Whether you want to frolic in ocean waves, take slow walks along country paths, or party in Las Vegas this summer, it's time to start making plans. Unlike last year, when deals were plentiful and the best ones often went to those who waited, this year rewards the early bird. Since there are fewer vacation discounts to be had, those who plan ahead—and choose their destinations and modes of travel strategically—are snagging the limited offers.
"More people are traveling, so you have to get in early. A lot of key destinations are starting to sell out," says Glen MacDonell, director of AAA Travel Services. Hotels, for example, often set aside just a handful of discounted rooms, and those get snapped up quickly. The same goes for airplane seats and cruise spots.
Travelers can also save money by scheduling their vacations during slower periods. "If you want to travel during peak times, you are really going to pay," says Chris McGinnis, an editor on Best Western's youmustbetrippin.com blog. For the July 4 weekend, he adds, airline fares have already risen. The price peaks are particularly noticeable this year because airlines have cut back on flight volume and discounts. "The cheap seats are going fast," he says.
Deals may be harder to find this year, but they still exist for those willing to do some work: Many hotels are hurting because of the dip in business travel, and as a result are offering great deals on weekends. According to the AAA Leisure Travel Index, three-diamond hotel rates in Orlando, Las Vegas, and Los Angeles are down 16, 9, and 6 percent respectively, for example.
With some advance planning, travelers should be able to secure deals that are as good or better than the ones they found last year, but MacDonell cautions against being too stingy. "When it's vacation, we don't want to save too much money and run into a bad situation or risk," he warns. Here are more tips to help you balance the pursuit of a relaxing vacation against the limits of your bank account:
Take the car. While gas prices have been inching up this spring and will probably continue to do so this summer, experts don't expect prices to approach the record highs of 2008. That means you can save money by taking the car instead of flying to your destination, as long as it's no more than an eight-hour drive or so. MacDonell suggests crunching numbers to see if flying or driving is the cheaper choice. According to AAA Leisure Travel Index, airfares have increased an average of 9 percent over last year, with some routes—Atlanta to Chicago, for example—up a whopping 60 percent or more. If you are going to drive, gas comparison websites such asGasBuddy.com or GasPriceWatch.com can help you find the best prices in the area.
Take the train. The train is another viable option, especially for those in the Northeast, adds MacDonell, whose wife took his daughter's Girl Scouts troop from Orlando to Savannah for just $69 roundtrip per person. Amtrak sells special one-way fares Tuesday through Friday; check Amtrak's website under "weekly specials." Current discounts include deals on travel in Connecticut and Missouri.
[See U.S. News's 8 Best Cheap Summer Vacations.]

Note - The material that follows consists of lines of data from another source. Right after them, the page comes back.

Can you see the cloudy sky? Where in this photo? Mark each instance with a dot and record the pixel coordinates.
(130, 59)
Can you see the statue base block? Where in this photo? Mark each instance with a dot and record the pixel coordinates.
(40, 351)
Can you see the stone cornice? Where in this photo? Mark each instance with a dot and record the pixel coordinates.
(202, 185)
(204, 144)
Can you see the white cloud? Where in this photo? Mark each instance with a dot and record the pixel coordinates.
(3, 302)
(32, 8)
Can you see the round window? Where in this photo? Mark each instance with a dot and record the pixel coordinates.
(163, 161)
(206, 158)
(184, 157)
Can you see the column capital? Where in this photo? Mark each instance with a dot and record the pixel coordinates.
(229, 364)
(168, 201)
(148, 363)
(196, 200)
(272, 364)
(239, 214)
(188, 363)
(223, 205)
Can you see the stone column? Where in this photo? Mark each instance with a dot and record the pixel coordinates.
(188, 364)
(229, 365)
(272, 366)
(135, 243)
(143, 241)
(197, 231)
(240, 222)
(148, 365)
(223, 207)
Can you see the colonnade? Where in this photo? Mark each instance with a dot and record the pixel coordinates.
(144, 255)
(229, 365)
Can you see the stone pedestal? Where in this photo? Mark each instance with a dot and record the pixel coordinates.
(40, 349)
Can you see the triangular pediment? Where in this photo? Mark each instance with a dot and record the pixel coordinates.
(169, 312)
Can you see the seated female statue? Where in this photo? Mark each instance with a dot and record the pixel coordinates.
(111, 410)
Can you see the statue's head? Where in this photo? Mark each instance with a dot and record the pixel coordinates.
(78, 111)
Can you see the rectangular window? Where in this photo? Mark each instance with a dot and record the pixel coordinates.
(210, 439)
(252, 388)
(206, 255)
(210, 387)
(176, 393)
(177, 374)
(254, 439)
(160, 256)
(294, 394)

Travel on the weekends. It might sound counterintuitive to travel on the weekends alongside other leisure travelers, but if you're heading to a destination that's popular among business travelers, it can actually be the best way to get a good deal, says MacDonell. That's because companies have dramatically cut back on business travel, so these hotels are eager to make up for the losses by attracting families on the weekends. It's always a good idea to ask for a discount or coupon to the hotel's restaurant when making a reservation.
Go South, not East. While the dollar has been strengthening against the Euro—which means Europe is a good bargain right now—airfares are making it prohibitively expensive to get there, in some cases. McGinnis adds that airlines have cut back on seats reserved for frequent flyer mile holders, which means consumers might have to pony up the full price.